As the addiction grew, he could not afford the growing expenditure. This saw him stripping different parts from customers’ cars to sell to supplement income.
About 20 customers who had gone with their cars hoping for the best ever services lost different parts ranging from small parts to those as big as gear boxes. He lost trust of his customers. They then reported him to the police. With no customers and police in hot pursuit, he decided to skip the border to South Africa.
While in SA Shorty did not make an effort to undergo rehabilitation for his addiction and soon joined a gang of drug dealers which led to his arrest. He was sentenced to seven years in jail.
On the other hand, the drinking sprees, joy rides, drug abuse and multiple sexual partners had resulted in Shorty contracting HIV while he was in Zimbabwe. He was commenced on antiretroviral therapy.

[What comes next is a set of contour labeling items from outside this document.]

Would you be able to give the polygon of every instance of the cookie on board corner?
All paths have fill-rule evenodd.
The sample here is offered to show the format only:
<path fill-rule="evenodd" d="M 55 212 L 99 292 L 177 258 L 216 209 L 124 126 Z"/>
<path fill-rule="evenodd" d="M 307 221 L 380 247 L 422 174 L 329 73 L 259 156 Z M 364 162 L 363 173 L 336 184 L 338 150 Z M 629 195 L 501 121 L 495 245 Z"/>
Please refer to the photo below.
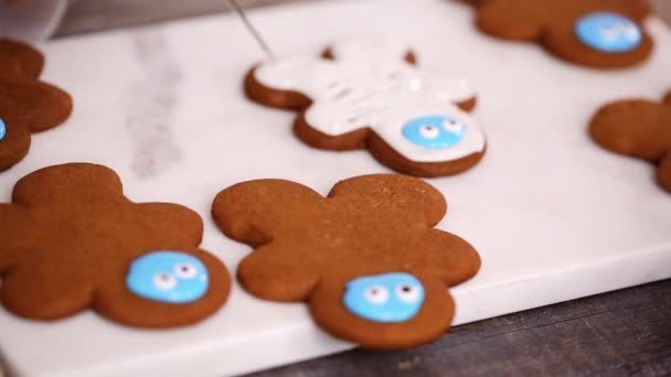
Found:
<path fill-rule="evenodd" d="M 222 231 L 254 250 L 237 279 L 253 295 L 306 302 L 328 333 L 372 349 L 443 335 L 455 315 L 448 288 L 480 268 L 476 249 L 435 229 L 447 203 L 406 175 L 339 182 L 327 197 L 301 184 L 258 180 L 213 202 Z"/>
<path fill-rule="evenodd" d="M 551 54 L 594 68 L 645 62 L 653 41 L 643 25 L 646 0 L 460 0 L 477 8 L 486 34 L 542 44 Z"/>
<path fill-rule="evenodd" d="M 35 49 L 0 39 L 0 172 L 23 160 L 31 133 L 63 123 L 72 97 L 40 80 L 44 56 Z"/>
<path fill-rule="evenodd" d="M 298 111 L 294 132 L 313 148 L 368 149 L 382 164 L 415 176 L 467 171 L 487 144 L 468 114 L 476 94 L 467 80 L 416 62 L 403 41 L 347 40 L 322 56 L 258 64 L 244 87 L 258 104 Z"/>
<path fill-rule="evenodd" d="M 610 151 L 657 164 L 657 181 L 671 193 L 671 93 L 661 103 L 626 99 L 603 106 L 589 134 Z"/>
<path fill-rule="evenodd" d="M 196 213 L 130 202 L 105 166 L 39 170 L 0 204 L 0 303 L 42 321 L 93 309 L 137 327 L 199 322 L 231 289 L 225 266 L 199 248 L 202 235 Z"/>

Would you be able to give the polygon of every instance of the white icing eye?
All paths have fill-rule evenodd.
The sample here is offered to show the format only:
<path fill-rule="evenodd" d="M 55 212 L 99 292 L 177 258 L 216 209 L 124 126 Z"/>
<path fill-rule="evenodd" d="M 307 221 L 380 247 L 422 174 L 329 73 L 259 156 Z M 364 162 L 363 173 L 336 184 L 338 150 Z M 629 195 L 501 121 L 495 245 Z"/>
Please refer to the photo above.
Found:
<path fill-rule="evenodd" d="M 620 32 L 628 39 L 637 41 L 641 36 L 640 30 L 630 23 L 622 23 L 620 25 Z"/>
<path fill-rule="evenodd" d="M 153 287 L 161 291 L 169 291 L 177 286 L 177 278 L 170 273 L 157 273 L 153 276 Z"/>
<path fill-rule="evenodd" d="M 174 274 L 180 279 L 193 279 L 198 274 L 198 269 L 191 263 L 177 263 Z"/>
<path fill-rule="evenodd" d="M 390 300 L 390 291 L 384 286 L 369 287 L 363 295 L 370 303 L 382 305 Z"/>
<path fill-rule="evenodd" d="M 464 131 L 464 123 L 455 119 L 446 119 L 443 122 L 443 128 L 452 133 L 460 133 Z"/>
<path fill-rule="evenodd" d="M 422 126 L 419 127 L 419 134 L 422 134 L 422 137 L 424 139 L 436 139 L 439 134 L 440 134 L 440 130 L 438 129 L 438 127 L 436 126 Z"/>
<path fill-rule="evenodd" d="M 419 289 L 415 284 L 396 286 L 396 297 L 405 303 L 414 303 L 419 300 Z"/>

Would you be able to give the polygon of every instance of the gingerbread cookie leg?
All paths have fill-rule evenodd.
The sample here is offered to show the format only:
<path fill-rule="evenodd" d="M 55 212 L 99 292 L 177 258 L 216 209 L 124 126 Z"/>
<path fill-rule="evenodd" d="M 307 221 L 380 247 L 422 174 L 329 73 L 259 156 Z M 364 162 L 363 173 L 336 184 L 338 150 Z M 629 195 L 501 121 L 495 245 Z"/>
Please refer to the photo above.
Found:
<path fill-rule="evenodd" d="M 311 147 L 368 149 L 412 175 L 464 172 L 486 149 L 467 112 L 476 96 L 465 80 L 425 73 L 416 61 L 398 41 L 349 41 L 320 57 L 257 65 L 245 77 L 245 91 L 263 105 L 299 111 L 294 132 Z"/>
<path fill-rule="evenodd" d="M 447 331 L 455 314 L 447 289 L 480 267 L 471 245 L 433 228 L 446 208 L 419 180 L 368 175 L 339 182 L 327 197 L 288 181 L 245 182 L 222 191 L 212 214 L 255 248 L 237 271 L 248 292 L 305 301 L 334 336 L 396 349 Z"/>
<path fill-rule="evenodd" d="M 0 39 L 0 72 L 6 76 L 36 79 L 44 68 L 44 55 L 28 44 Z"/>
<path fill-rule="evenodd" d="M 231 286 L 224 265 L 198 248 L 202 231 L 185 207 L 130 202 L 107 168 L 45 168 L 0 205 L 0 302 L 34 320 L 90 308 L 130 326 L 195 323 Z"/>

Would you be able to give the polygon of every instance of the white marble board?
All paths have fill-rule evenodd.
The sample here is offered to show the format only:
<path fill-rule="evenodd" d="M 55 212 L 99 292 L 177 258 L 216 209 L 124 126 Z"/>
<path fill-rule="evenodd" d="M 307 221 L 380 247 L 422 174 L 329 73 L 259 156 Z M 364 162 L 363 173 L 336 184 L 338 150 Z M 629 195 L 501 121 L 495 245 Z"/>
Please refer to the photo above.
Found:
<path fill-rule="evenodd" d="M 420 62 L 468 77 L 489 150 L 459 176 L 430 180 L 450 208 L 439 225 L 483 260 L 452 290 L 466 323 L 671 277 L 671 195 L 645 162 L 597 148 L 592 112 L 620 97 L 659 98 L 671 87 L 671 31 L 649 20 L 657 42 L 638 68 L 597 72 L 542 49 L 480 35 L 472 10 L 443 0 L 341 0 L 256 10 L 249 17 L 278 53 L 317 53 L 328 41 L 403 35 Z M 249 248 L 210 218 L 222 188 L 284 177 L 327 193 L 338 180 L 387 172 L 368 152 L 310 149 L 290 131 L 291 112 L 249 103 L 241 80 L 263 58 L 239 20 L 216 15 L 58 40 L 43 45 L 44 77 L 67 88 L 66 125 L 36 134 L 30 155 L 0 175 L 14 182 L 50 164 L 103 163 L 135 201 L 188 205 L 205 219 L 203 247 L 234 271 Z M 448 335 L 449 336 L 449 335 Z M 302 304 L 264 302 L 234 286 L 199 325 L 140 331 L 93 312 L 56 323 L 0 309 L 0 353 L 29 376 L 221 376 L 352 347 L 321 333 Z"/>

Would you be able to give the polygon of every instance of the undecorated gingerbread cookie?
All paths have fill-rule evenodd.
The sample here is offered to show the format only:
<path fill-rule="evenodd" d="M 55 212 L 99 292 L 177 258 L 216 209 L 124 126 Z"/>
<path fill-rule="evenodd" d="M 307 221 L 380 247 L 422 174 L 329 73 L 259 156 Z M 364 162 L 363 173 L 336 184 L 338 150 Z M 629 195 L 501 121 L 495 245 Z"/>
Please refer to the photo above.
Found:
<path fill-rule="evenodd" d="M 646 0 L 461 0 L 477 25 L 504 40 L 540 43 L 555 56 L 597 68 L 625 68 L 652 52 Z"/>
<path fill-rule="evenodd" d="M 191 324 L 217 311 L 231 286 L 224 265 L 199 249 L 202 235 L 198 214 L 130 202 L 107 168 L 46 168 L 0 204 L 0 302 L 34 320 L 90 308 L 130 326 Z"/>
<path fill-rule="evenodd" d="M 417 176 L 443 176 L 476 165 L 486 149 L 467 112 L 476 95 L 464 79 L 428 73 L 406 43 L 345 41 L 323 56 L 297 56 L 255 66 L 247 96 L 300 111 L 295 133 L 315 148 L 368 149 L 381 163 Z"/>
<path fill-rule="evenodd" d="M 322 197 L 298 183 L 236 184 L 212 214 L 254 247 L 237 278 L 252 294 L 306 302 L 327 332 L 365 348 L 405 348 L 444 334 L 455 314 L 448 288 L 480 268 L 476 249 L 434 226 L 447 209 L 429 184 L 366 175 Z"/>
<path fill-rule="evenodd" d="M 606 105 L 592 118 L 589 133 L 608 150 L 658 164 L 658 182 L 671 192 L 671 93 L 663 103 L 628 99 Z"/>
<path fill-rule="evenodd" d="M 28 154 L 31 133 L 64 122 L 72 98 L 40 80 L 44 56 L 29 45 L 0 39 L 0 172 Z"/>

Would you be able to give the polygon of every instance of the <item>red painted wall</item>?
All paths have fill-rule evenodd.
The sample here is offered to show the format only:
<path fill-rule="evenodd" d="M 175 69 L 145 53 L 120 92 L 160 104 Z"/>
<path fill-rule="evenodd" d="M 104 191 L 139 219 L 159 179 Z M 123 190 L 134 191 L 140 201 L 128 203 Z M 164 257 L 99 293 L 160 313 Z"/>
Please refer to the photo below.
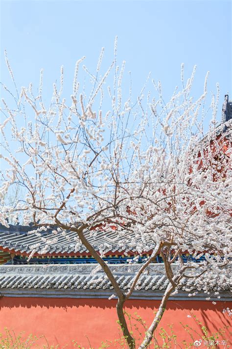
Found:
<path fill-rule="evenodd" d="M 30 333 L 45 335 L 49 345 L 59 344 L 59 348 L 65 344 L 68 345 L 67 348 L 72 348 L 72 340 L 75 340 L 85 349 L 89 349 L 87 336 L 92 347 L 95 349 L 99 348 L 102 341 L 119 338 L 116 304 L 115 299 L 107 299 L 3 297 L 0 298 L 0 332 L 7 327 L 13 329 L 16 334 L 24 331 L 25 336 Z M 137 312 L 149 323 L 159 304 L 158 300 L 132 299 L 127 301 L 126 309 L 133 315 Z M 167 325 L 173 323 L 178 342 L 186 340 L 190 343 L 191 339 L 180 322 L 201 334 L 192 317 L 194 314 L 210 331 L 216 332 L 224 326 L 231 325 L 232 319 L 222 313 L 223 309 L 227 307 L 232 308 L 232 302 L 220 301 L 214 305 L 209 301 L 170 300 L 160 328 L 161 326 L 168 328 Z M 229 330 L 226 331 L 227 340 L 229 332 Z M 200 337 L 194 334 L 194 338 L 196 340 Z M 222 339 L 221 337 L 220 340 Z M 119 346 L 112 345 L 109 348 Z"/>

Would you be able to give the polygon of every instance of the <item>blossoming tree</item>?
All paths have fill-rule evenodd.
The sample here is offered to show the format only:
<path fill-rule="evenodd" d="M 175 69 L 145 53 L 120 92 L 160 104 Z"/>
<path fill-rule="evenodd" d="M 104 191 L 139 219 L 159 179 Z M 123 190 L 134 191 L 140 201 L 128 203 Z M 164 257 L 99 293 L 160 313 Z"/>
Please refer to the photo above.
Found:
<path fill-rule="evenodd" d="M 54 84 L 49 104 L 42 98 L 42 71 L 36 94 L 32 84 L 22 87 L 17 96 L 11 95 L 12 106 L 6 94 L 0 128 L 5 168 L 0 174 L 0 221 L 6 226 L 9 219 L 17 222 L 20 213 L 23 224 L 32 221 L 38 233 L 49 225 L 75 232 L 77 249 L 80 244 L 86 246 L 114 287 L 119 322 L 131 348 L 135 348 L 135 339 L 123 306 L 141 276 L 161 254 L 169 284 L 141 349 L 150 343 L 169 296 L 187 279 L 192 285 L 204 282 L 206 291 L 215 280 L 227 282 L 231 256 L 230 127 L 228 124 L 224 133 L 222 127 L 216 128 L 219 89 L 208 106 L 208 75 L 202 94 L 196 99 L 191 96 L 195 67 L 185 82 L 182 66 L 181 88 L 177 87 L 167 103 L 160 82 L 150 77 L 137 99 L 131 89 L 125 97 L 125 62 L 117 66 L 116 51 L 116 44 L 114 60 L 102 76 L 103 50 L 95 74 L 83 66 L 90 81 L 82 92 L 78 70 L 84 57 L 77 61 L 72 93 L 67 100 L 62 97 L 63 67 L 60 84 Z M 6 61 L 14 82 L 6 55 Z M 209 114 L 204 138 L 204 122 Z M 12 184 L 23 188 L 25 197 L 6 206 L 3 199 Z M 96 251 L 86 237 L 90 230 L 97 236 L 99 227 L 101 231 L 117 229 L 117 243 L 137 253 L 133 263 L 151 250 L 127 292 L 103 260 L 104 247 Z M 55 242 L 53 232 L 42 253 Z M 114 242 L 109 242 L 108 250 Z M 197 260 L 204 254 L 205 259 L 186 262 L 182 257 L 186 252 Z M 179 266 L 175 273 L 173 263 Z"/>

His skipping of the border, eventual arrest and imprisonment plus the background of drug abuse resulted in Shorty defaulting in his antiretroviral therapy. His antiretroviral therapy failed and he got very sick.

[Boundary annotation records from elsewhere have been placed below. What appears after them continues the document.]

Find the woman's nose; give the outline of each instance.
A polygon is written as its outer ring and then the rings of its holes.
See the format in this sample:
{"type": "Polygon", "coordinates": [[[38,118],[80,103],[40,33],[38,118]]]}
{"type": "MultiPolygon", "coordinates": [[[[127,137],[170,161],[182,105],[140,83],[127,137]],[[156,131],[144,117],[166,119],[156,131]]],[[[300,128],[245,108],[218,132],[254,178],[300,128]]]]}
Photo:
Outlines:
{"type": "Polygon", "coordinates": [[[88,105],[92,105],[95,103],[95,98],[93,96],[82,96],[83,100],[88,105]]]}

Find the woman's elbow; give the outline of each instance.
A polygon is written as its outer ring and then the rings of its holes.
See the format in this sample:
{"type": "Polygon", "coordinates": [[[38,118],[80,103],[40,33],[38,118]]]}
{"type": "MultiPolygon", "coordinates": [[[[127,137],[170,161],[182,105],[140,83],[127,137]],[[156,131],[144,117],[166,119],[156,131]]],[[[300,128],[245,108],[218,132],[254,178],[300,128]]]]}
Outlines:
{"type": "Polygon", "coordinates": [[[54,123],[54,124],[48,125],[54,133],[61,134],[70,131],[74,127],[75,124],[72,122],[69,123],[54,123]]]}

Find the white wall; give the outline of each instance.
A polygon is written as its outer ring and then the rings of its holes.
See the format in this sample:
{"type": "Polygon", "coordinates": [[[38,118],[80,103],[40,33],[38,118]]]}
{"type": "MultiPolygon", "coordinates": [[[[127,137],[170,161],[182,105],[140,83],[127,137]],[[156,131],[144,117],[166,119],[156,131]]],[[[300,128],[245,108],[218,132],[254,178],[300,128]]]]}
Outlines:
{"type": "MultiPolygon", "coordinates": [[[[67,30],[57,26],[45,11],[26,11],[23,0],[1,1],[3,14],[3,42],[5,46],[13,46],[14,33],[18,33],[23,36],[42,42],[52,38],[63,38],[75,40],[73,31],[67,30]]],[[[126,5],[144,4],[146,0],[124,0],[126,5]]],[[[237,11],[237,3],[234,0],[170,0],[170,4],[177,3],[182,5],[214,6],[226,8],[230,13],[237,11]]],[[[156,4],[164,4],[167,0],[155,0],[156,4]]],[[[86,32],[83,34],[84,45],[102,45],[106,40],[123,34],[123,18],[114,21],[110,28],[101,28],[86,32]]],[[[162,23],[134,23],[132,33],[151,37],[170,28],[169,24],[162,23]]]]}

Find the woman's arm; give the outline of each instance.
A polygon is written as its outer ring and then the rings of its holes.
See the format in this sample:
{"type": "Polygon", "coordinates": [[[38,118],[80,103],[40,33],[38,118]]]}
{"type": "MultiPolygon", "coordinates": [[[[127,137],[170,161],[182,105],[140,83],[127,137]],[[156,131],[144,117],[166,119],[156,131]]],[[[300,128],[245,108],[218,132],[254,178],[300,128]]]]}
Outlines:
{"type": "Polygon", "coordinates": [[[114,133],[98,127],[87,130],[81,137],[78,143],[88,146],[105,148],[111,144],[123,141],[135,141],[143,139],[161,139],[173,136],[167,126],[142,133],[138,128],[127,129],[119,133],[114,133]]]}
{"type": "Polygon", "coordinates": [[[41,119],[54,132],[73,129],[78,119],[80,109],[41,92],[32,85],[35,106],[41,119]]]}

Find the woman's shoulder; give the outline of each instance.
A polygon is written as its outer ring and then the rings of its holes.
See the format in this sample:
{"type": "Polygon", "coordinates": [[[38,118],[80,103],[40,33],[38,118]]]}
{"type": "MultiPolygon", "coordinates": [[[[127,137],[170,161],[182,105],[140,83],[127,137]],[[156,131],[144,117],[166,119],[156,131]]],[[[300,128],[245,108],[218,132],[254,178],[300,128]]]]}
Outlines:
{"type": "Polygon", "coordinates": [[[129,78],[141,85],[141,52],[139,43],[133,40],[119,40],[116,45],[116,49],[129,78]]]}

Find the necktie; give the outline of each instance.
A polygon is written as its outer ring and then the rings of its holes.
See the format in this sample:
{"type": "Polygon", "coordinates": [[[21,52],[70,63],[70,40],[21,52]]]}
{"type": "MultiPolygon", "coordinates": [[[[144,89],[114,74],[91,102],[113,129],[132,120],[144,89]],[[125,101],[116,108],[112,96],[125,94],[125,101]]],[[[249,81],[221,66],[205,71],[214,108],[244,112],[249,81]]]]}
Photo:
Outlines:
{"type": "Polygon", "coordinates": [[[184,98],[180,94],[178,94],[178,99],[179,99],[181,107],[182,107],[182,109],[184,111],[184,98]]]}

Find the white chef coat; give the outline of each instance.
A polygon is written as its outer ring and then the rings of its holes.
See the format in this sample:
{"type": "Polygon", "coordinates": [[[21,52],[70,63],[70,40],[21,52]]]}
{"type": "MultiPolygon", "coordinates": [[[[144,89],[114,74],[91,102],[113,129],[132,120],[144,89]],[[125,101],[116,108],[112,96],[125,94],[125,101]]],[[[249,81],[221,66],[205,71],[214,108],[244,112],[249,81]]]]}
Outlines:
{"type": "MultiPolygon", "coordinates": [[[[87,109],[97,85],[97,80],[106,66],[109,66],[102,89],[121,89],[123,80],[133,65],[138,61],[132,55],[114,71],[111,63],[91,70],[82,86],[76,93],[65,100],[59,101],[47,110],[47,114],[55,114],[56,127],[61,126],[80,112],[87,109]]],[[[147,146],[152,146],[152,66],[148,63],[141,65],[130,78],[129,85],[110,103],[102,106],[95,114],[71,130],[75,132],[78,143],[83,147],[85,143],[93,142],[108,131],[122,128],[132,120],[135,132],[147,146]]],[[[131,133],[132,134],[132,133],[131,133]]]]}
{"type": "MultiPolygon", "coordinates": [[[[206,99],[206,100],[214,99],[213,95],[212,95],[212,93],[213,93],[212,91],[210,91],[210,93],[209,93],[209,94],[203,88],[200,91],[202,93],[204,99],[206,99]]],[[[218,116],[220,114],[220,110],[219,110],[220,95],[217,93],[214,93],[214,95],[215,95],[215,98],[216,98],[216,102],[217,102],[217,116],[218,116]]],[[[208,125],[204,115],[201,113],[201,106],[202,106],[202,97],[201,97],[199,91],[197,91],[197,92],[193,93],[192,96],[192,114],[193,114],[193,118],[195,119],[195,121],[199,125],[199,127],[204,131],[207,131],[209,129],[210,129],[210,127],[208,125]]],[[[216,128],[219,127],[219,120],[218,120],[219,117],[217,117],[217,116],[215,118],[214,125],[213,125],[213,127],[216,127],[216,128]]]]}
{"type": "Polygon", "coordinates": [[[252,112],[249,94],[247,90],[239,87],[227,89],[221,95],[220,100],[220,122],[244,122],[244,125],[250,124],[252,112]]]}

He was re-initiated in the second line of antiretroviral therapy, and offered drug rehabilitation.
His wife and daughter who had followed him to South Africa had some economic challenges. They turned to commercial sex work for survival after Shorty went to prison. It is reported that the mother and daughter dated the same man in a love triangle. This resulted in a huge psychological trauma on the daughter and she eventually committed suicide.
The Ministry of Health and Child Care, has an aspiration of having 90 percent of the people who are tested and found to be positive, initiated on antiretroviral treatment. Ensuring that such a large number of patients are on treatment is a huge task.

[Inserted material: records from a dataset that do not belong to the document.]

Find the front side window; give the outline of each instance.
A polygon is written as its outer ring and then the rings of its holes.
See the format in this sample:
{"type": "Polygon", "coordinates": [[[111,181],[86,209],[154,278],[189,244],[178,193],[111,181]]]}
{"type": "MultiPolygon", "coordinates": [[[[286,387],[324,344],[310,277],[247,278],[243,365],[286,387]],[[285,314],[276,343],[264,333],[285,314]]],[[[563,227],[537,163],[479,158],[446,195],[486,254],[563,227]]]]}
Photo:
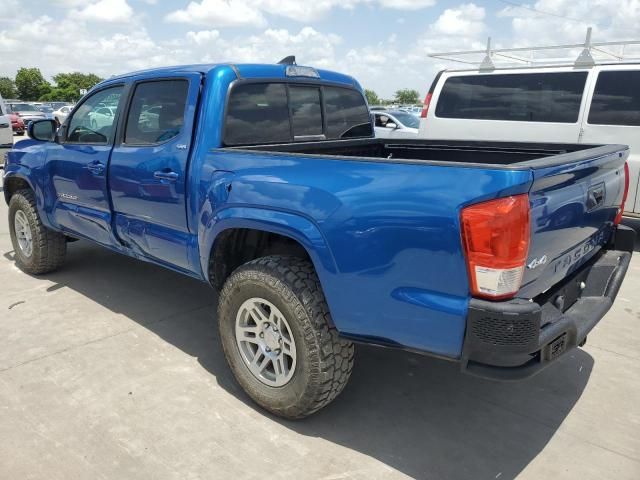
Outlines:
{"type": "Polygon", "coordinates": [[[487,74],[447,79],[436,117],[576,123],[587,72],[487,74]]]}
{"type": "Polygon", "coordinates": [[[588,122],[640,126],[640,71],[600,72],[588,122]]]}
{"type": "Polygon", "coordinates": [[[184,127],[189,91],[186,80],[161,80],[136,86],[124,143],[153,145],[177,137],[184,127]]]}
{"type": "Polygon", "coordinates": [[[69,121],[67,142],[104,144],[113,138],[122,88],[105,88],[87,98],[69,121]]]}

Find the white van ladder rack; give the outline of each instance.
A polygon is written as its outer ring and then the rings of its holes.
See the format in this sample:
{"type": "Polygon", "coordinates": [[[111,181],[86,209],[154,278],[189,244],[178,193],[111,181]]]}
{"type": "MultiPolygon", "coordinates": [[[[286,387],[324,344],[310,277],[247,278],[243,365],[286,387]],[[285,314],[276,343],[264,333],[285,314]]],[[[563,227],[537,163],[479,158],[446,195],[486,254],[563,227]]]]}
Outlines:
{"type": "Polygon", "coordinates": [[[572,64],[575,67],[592,67],[601,63],[626,63],[640,61],[640,40],[592,42],[591,27],[589,27],[587,29],[587,38],[584,44],[578,43],[573,45],[549,45],[543,47],[491,48],[491,37],[489,37],[487,40],[486,50],[431,53],[429,54],[429,57],[474,65],[481,71],[494,70],[495,68],[503,66],[513,67],[518,65],[537,67],[572,64]],[[575,58],[577,49],[581,50],[578,58],[575,58]],[[558,55],[558,51],[561,50],[567,50],[569,52],[566,52],[564,56],[554,56],[558,55]],[[479,56],[482,55],[484,55],[484,57],[482,60],[479,60],[479,56]],[[476,60],[474,60],[474,57],[476,60]]]}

Furthermore, ensuring that they are well suppressed is a complex task that requires the understanding of social determinants or factors that may promote or hinder patients from taking their antiretroviral therapy without interruptions.
In the case of Shorty could not take his drugs because of skipping the border while running away from crime and economic hardships. He was lucky that the prison system in South Africa afforded him a chance to resume his treatment.
For the period he was not taking his treatment, his HIV virus multiplied again. Chances are that, even when he was taking his antiretroviral therapy, he could have missed some doses.
An uncle of his, who tried the ngoma, said that it is poured directly to the back of the mouth and as soon as the drug started functioning, he froze for some hours. That uncle is reported to have missed the juicy meat that was being roasted that evening.
Shorty is lucky that the prison system in South Africa afforded him a chance to resume his antiretroviral therapy and underwent rehabilitation.
The issue of harmful use of drugs and alcohol needs to be tackled as part of efforts to assist patients to take antiretroviral drugs without interruptions so that we promote viral suppression.
Antiretroviral drugs are supposed to be take daily on specific times. This is a challenge for people who abuse drugs and alcohol or people who do not get refills. Zimbabweans generally move from place to place. Those within Zimbabwe may make adequate arrangements to transfer to treatment centres nearer them.
The story is different if people move to neighbouring countries where they may be denied access to treatments in the free Government institutions.
Those who are able to afford need to visit their doctor and get checked and have correct prescriptions to buy their drugs, usually at least a week, before they get finished.
In the case of Shorty, there were social and behavioural problems that resulted in him contracting HIV, defaulting treatment and later succumbing to the immunosuppressive effects of HIV.
There is therefore a huge interrelationship between social determinants of health and attainment of the Ministry of Health and Child Care’s 90 percent treatment target. This is more so if the patients are going to adhere to their treatment.